Mass spectrometric analysis reveals enhanced dihydroceramide response to PDT in siRNA SMS1-transfected Jurkat cells. (A) C22-dihydroceramide; (B) C24-dihydroceramide; (C) C24:1-dihydroceramide. See Fig. 2 for experimental details. Dihydroceramide levels were determined by mass spectrometry (see “Materials and Methods”). Three-six independent measurements of ceramides were performed. The Y-axis shows log2 ratios for each ceramide as a function of both group and dose variable. Outliers are shown as empty circles. SCR, scrambled siRNA-transfectants; SMS1, SMS1 siRNA -transfectants.

None of the twelve sphingomyelins showed a dose-dependent response to PDT in either cell type (see pDoseFDRs, Table 2).
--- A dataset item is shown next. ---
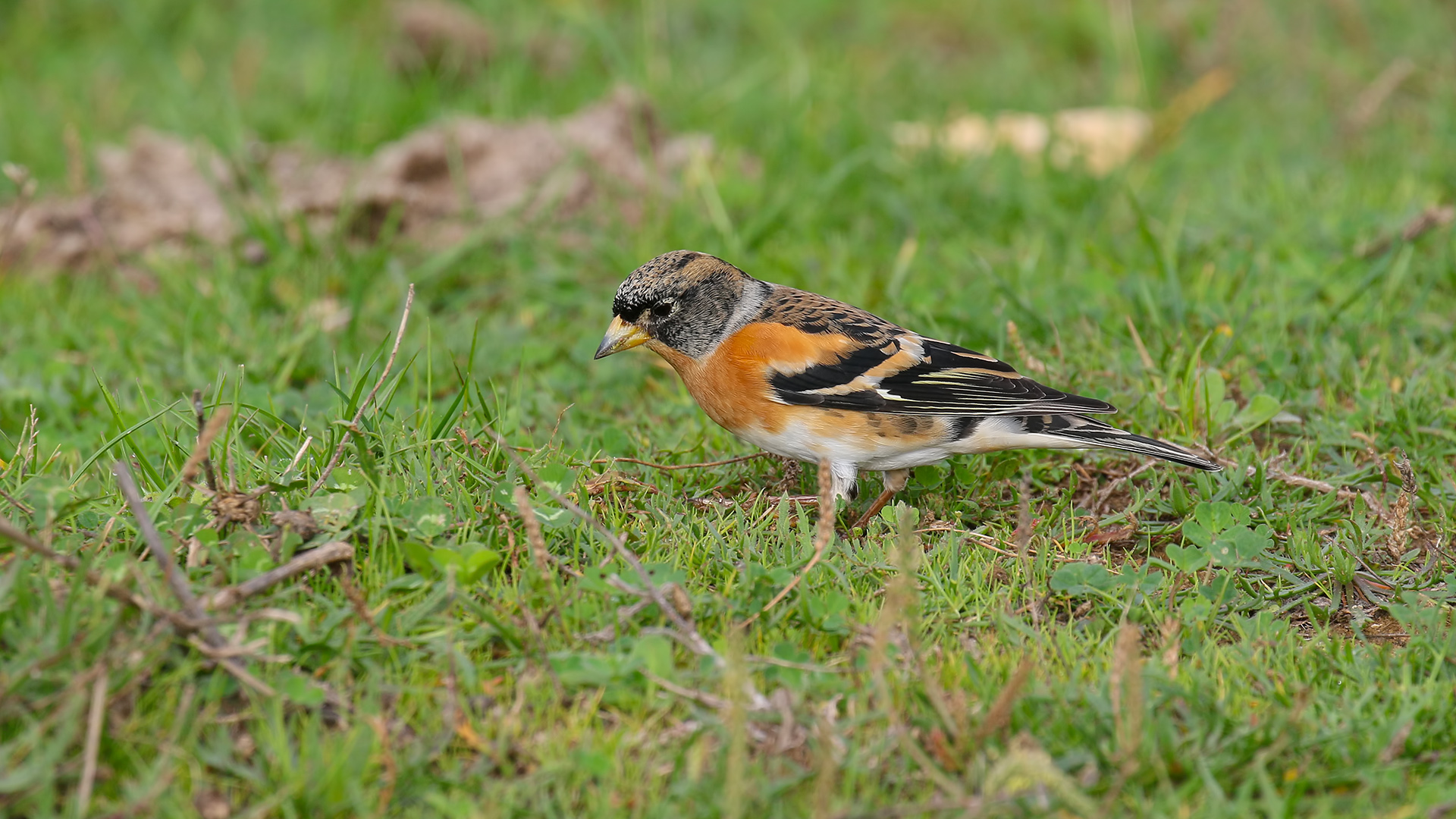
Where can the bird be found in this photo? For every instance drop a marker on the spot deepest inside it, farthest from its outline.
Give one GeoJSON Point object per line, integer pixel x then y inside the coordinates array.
{"type": "Point", "coordinates": [808, 378]}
FCD values indicate that the overall sphingomyelin levels were close to resting levels in both cell types after PDT. All but C14-sphingomyelin showed no difference between two cell types (see pGroupFDRs, Table 2). Downregulation of SMS1 was associated with a 33% greater response of C14-sphingomyelin to PDT, resulting in closer to resting sphingomyelin levels.

Dihydrosphingosine, another precursor of ceramide in the de novo pathway, was also detected by mass spectrometry. As indicated by the pDoseFDR, the sphingolipid showed a dose-dependent response to PDT in both cell types (Table 2). The calculated FCD value indicates an overall 64% increase in dihydrosphingosine per 100 units of light fluence in either cell type (Table 2). However, there was no difference between the two cell types in the response of this sphingolipid to PDT (Table 2).
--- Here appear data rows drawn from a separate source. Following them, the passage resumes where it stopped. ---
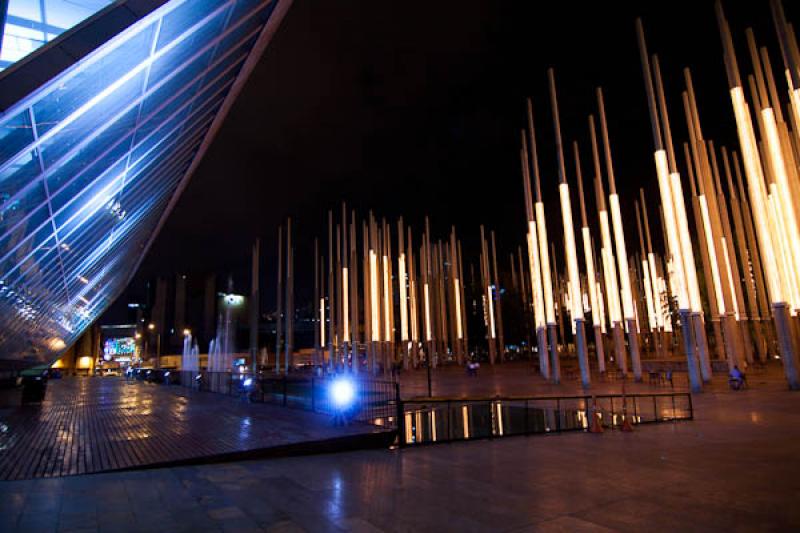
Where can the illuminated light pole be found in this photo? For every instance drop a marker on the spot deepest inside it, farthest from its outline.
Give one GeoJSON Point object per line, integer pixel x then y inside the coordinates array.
{"type": "Point", "coordinates": [413, 301]}
{"type": "Point", "coordinates": [652, 319]}
{"type": "Point", "coordinates": [688, 269]}
{"type": "Point", "coordinates": [731, 264]}
{"type": "Point", "coordinates": [710, 211]}
{"type": "Point", "coordinates": [463, 300]}
{"type": "Point", "coordinates": [388, 335]}
{"type": "Point", "coordinates": [353, 274]}
{"type": "Point", "coordinates": [619, 241]}
{"type": "Point", "coordinates": [320, 310]}
{"type": "Point", "coordinates": [402, 281]}
{"type": "Point", "coordinates": [791, 61]}
{"type": "Point", "coordinates": [427, 271]}
{"type": "Point", "coordinates": [675, 239]}
{"type": "Point", "coordinates": [569, 239]}
{"type": "Point", "coordinates": [344, 297]}
{"type": "Point", "coordinates": [488, 298]}
{"type": "Point", "coordinates": [279, 311]}
{"type": "Point", "coordinates": [254, 307]}
{"type": "Point", "coordinates": [662, 319]}
{"type": "Point", "coordinates": [289, 297]}
{"type": "Point", "coordinates": [591, 283]}
{"type": "Point", "coordinates": [544, 256]}
{"type": "Point", "coordinates": [757, 279]}
{"type": "Point", "coordinates": [499, 300]}
{"type": "Point", "coordinates": [756, 189]}
{"type": "Point", "coordinates": [778, 170]}
{"type": "Point", "coordinates": [332, 300]}
{"type": "Point", "coordinates": [704, 256]}
{"type": "Point", "coordinates": [607, 256]}
{"type": "Point", "coordinates": [537, 296]}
The accumulation of the proapoptotic sphingosine and the antiapoptotic sphingosine-1-phosphate after PDT showed significant differences between the two cell types (Table 2; Fig. 4). Generation of sphingosine was 135% greater in SMS1 siRNA-transfectants compared to scrambled siRNA-transfectants (Fig. 4A). In contrast, the levels of sphingosine-1-phosphate were 87% lower in SMS1 siRNA-transfectants than in their control counterparts (Fig. 4B). A significant dose-response was detected only for sphingosine-1-phosphate. The calculated FCD value of 1.28 indicates an overall 28% increase in sphingosine-1-phosphate per 100 units of light fluence in either cell type (Table 2). Dihydrosphingosine-1-phosphate, which is, in addition to sphingosine-1-phosphate, a product of sphingosine kinase, showed a dose-response in both cell types but no difference between them after photodamage (Table 2).
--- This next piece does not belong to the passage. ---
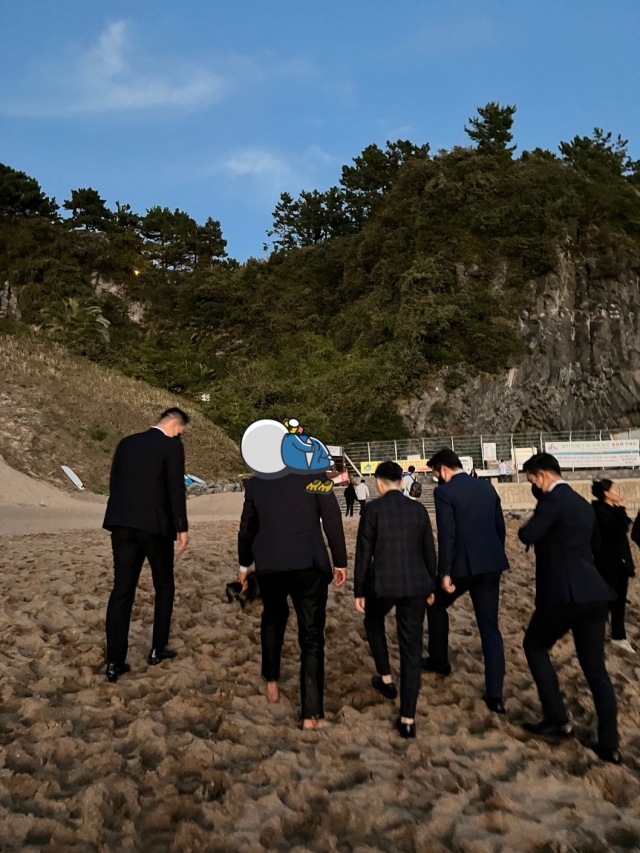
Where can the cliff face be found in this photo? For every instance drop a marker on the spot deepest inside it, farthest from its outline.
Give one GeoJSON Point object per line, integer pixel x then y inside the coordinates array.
{"type": "Point", "coordinates": [581, 326]}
Mass spectrometric analysis identifies different responses of sphingosine (A) and sphingosine-1-phosphate (B) to PDT in SMS1 siRNA-transfected Jurkat cells compared to their control counterparts. See Fig. 2 for experimental details. Sphingolipid levels were determined by mass spectrometry (see “Materials and Methods”). Three-six independent measurements of sphingolipids were performed. The Y-axis shows log2 ratios for each sphingolipid as a function of both group and dose variable. Outliers are shown as empty circles. SCR, scrambled siRNA-transfectants; SMS1, SMS1 siRNA -transfectants.

We have shown that PDT triggers inhibition of SMS without affecting SPT activity in Jurkat parental cells [16]. The activity of SMS was determined after PDT in SMS1 siRNA-transfectants and their control counterparts. The calculated FCD value of 0.53 shows an overall significant 90% decrease in the enzyme activity per 100 units of light fluence in both cell types (not shown). However, no significant difference between the two cell types was detected after photodamage (Figure 5A).

The effects of PDT on the activities of SMS (A) and DEVDase (B) in scrambled siRNA- and SMS1 siRNA-transfected Jurkat cells. Forty eight hours after transfection, cells were treated overnight with Pc 4 (200 nM), irradiated at the indicated light fluences, and incubated for 2 h. After the cells were harvested, (A) cell lysates were prepared and the activity of SMS was assayed using C6-NBD-ceramide as the substrate; (B) DEVDase activity was measured in cell lysates spectrofluorimetrically using DEVD-AMC as the substrate. Three-five independent determinations of the enzymes were performed. The Y-axis shows log2 ratios for each enzyme as a function of both group and dose variable. SCR, scrambled siRNA-transfectants; SMS1, SMS1 siRNA -transfectants.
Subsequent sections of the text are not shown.